— А у Васи Новикова есть кто? — спросил Грачев.
Серебряков задумчиво потер рукой подбородок, припоминая семью моряка. Она жила на Украине. Бомба угодила в убежище, и все погибли. Когда на корабль пришло известие, Новикова уже в живых не было.
Капитан 2 ранга пощипал пальцами усы:
— Вот так. Была и у Васи Новикова своя амбразура. У каждого из нас встречается в жизни амбразура, которую надо грудью закрыть. И никак иначе.
Серебряков умолк. Грачев сидел, боясь шелохнуться. Крепко сжал губы. Потом встал:
— Разрешите на минуту сбегать в каюту?
Вскоре Петр вернулся, положил перед Серебряковым небольшой альбом в зеленом замшевом переплете.
— Тут кое-что есть…
Вот на фотографии тихая деревушка, вишни белые, весенние, перегнулись через плетень. Рядом с ним — женщина с застывшим, как это бывает только на снимках, лицом, и паренек — босой, загорелый, в матроске. Женщина Серебрякову показалась знакомой, где-то он видел ее.
— Мама и я, — пояснил Грачев.
А вот большая фотография, семейная. Серебряков, не торопясь, листал новенький, видно недавно купленный, альбом, спрашивал и слушал коротенькие истории из жизни лейтенанта.
— В тельняшке вы?
— Отцовская, — грустно сказал Петр. — Бушлат есть, ремень с бляхой. Все, что моряку положено. Я любил надевать бескозырку. Иду по селу и песню пою.
Серебряков на минуту перестал листать альбом, поднял голову и, щуря глаза, тихо запел: „В нашем кубрике с честью в почете две заветные вещи лежат, это спутники жизни на флоте, бескозырка да верный бушлат“. Так? Бывало, и сам не раз пел. За душу берет, а?

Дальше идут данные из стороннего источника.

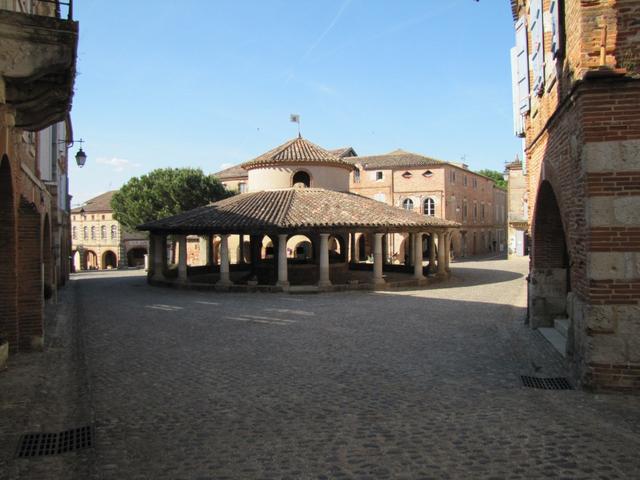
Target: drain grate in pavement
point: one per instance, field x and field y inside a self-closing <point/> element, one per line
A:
<point x="554" y="383"/>
<point x="42" y="443"/>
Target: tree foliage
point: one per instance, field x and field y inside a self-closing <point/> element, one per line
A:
<point x="494" y="175"/>
<point x="162" y="193"/>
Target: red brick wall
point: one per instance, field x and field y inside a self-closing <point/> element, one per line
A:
<point x="30" y="298"/>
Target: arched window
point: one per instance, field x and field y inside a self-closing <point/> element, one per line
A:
<point x="429" y="207"/>
<point x="301" y="179"/>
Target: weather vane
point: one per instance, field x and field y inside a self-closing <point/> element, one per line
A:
<point x="295" y="118"/>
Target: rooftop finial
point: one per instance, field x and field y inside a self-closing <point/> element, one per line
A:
<point x="295" y="118"/>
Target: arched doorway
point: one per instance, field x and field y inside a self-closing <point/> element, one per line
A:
<point x="301" y="179"/>
<point x="90" y="261"/>
<point x="8" y="301"/>
<point x="135" y="257"/>
<point x="47" y="257"/>
<point x="550" y="264"/>
<point x="109" y="260"/>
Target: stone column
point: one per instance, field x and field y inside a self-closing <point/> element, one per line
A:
<point x="377" y="258"/>
<point x="283" y="279"/>
<point x="441" y="253"/>
<point x="417" y="256"/>
<point x="159" y="251"/>
<point x="182" y="258"/>
<point x="352" y="248"/>
<point x="324" y="260"/>
<point x="432" y="252"/>
<point x="205" y="246"/>
<point x="224" y="261"/>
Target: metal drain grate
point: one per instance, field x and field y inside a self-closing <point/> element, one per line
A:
<point x="43" y="444"/>
<point x="554" y="383"/>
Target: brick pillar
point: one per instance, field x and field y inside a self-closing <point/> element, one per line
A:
<point x="30" y="282"/>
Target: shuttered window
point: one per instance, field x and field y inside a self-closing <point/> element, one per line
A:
<point x="537" y="48"/>
<point x="524" y="103"/>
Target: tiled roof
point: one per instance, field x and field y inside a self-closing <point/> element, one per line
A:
<point x="395" y="159"/>
<point x="296" y="151"/>
<point x="232" y="172"/>
<point x="344" y="152"/>
<point x="294" y="208"/>
<point x="101" y="203"/>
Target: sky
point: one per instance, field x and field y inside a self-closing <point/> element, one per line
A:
<point x="209" y="83"/>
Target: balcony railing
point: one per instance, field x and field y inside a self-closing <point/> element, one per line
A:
<point x="48" y="8"/>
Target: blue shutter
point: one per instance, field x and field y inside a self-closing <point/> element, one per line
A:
<point x="524" y="104"/>
<point x="537" y="49"/>
<point x="518" y="124"/>
<point x="554" y="13"/>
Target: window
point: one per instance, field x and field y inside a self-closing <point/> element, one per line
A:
<point x="301" y="179"/>
<point x="429" y="207"/>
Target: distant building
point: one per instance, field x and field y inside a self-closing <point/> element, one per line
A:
<point x="98" y="240"/>
<point x="518" y="208"/>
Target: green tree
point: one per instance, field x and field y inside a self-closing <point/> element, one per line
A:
<point x="164" y="192"/>
<point x="494" y="175"/>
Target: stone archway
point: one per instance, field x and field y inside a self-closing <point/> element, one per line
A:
<point x="109" y="260"/>
<point x="550" y="266"/>
<point x="8" y="279"/>
<point x="135" y="256"/>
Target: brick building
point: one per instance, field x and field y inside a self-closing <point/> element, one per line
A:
<point x="37" y="73"/>
<point x="577" y="105"/>
<point x="98" y="240"/>
<point x="431" y="187"/>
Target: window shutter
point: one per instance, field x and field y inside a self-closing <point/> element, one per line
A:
<point x="524" y="103"/>
<point x="554" y="13"/>
<point x="537" y="49"/>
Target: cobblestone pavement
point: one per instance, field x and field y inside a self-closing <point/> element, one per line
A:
<point x="398" y="385"/>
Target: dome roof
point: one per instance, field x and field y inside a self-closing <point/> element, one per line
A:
<point x="298" y="152"/>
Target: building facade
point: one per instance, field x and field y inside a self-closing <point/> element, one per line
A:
<point x="37" y="73"/>
<point x="98" y="240"/>
<point x="431" y="187"/>
<point x="577" y="106"/>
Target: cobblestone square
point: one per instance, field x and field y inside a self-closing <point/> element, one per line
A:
<point x="406" y="384"/>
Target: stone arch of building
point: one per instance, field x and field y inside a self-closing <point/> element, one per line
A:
<point x="8" y="274"/>
<point x="109" y="260"/>
<point x="135" y="256"/>
<point x="550" y="262"/>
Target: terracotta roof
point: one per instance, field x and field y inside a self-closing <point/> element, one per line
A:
<point x="297" y="151"/>
<point x="295" y="208"/>
<point x="396" y="159"/>
<point x="232" y="172"/>
<point x="101" y="203"/>
<point x="344" y="152"/>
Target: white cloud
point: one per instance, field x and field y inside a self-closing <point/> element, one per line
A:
<point x="118" y="164"/>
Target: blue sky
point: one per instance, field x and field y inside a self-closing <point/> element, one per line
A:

Петр согласно кивнул головой.
— А это, — указал он на маленькую, совсем пожелтевшую фотографию, — друг папин. На лодке вместе плавали. Жаль, фамилии не написал, а то бы я разыскал.
Серебряков перевернул еще страницу и оторопело взглянул на Грачева — вдвое была свернута матросская лента с золотыми, чуть потускневшими буквами: „Бодрый“. Серебряков осторожно вытащил ее из альбома.
— Откуда она у вас?
— Да вы смотрите, кровь-то мать на ленточке так и не отстирала!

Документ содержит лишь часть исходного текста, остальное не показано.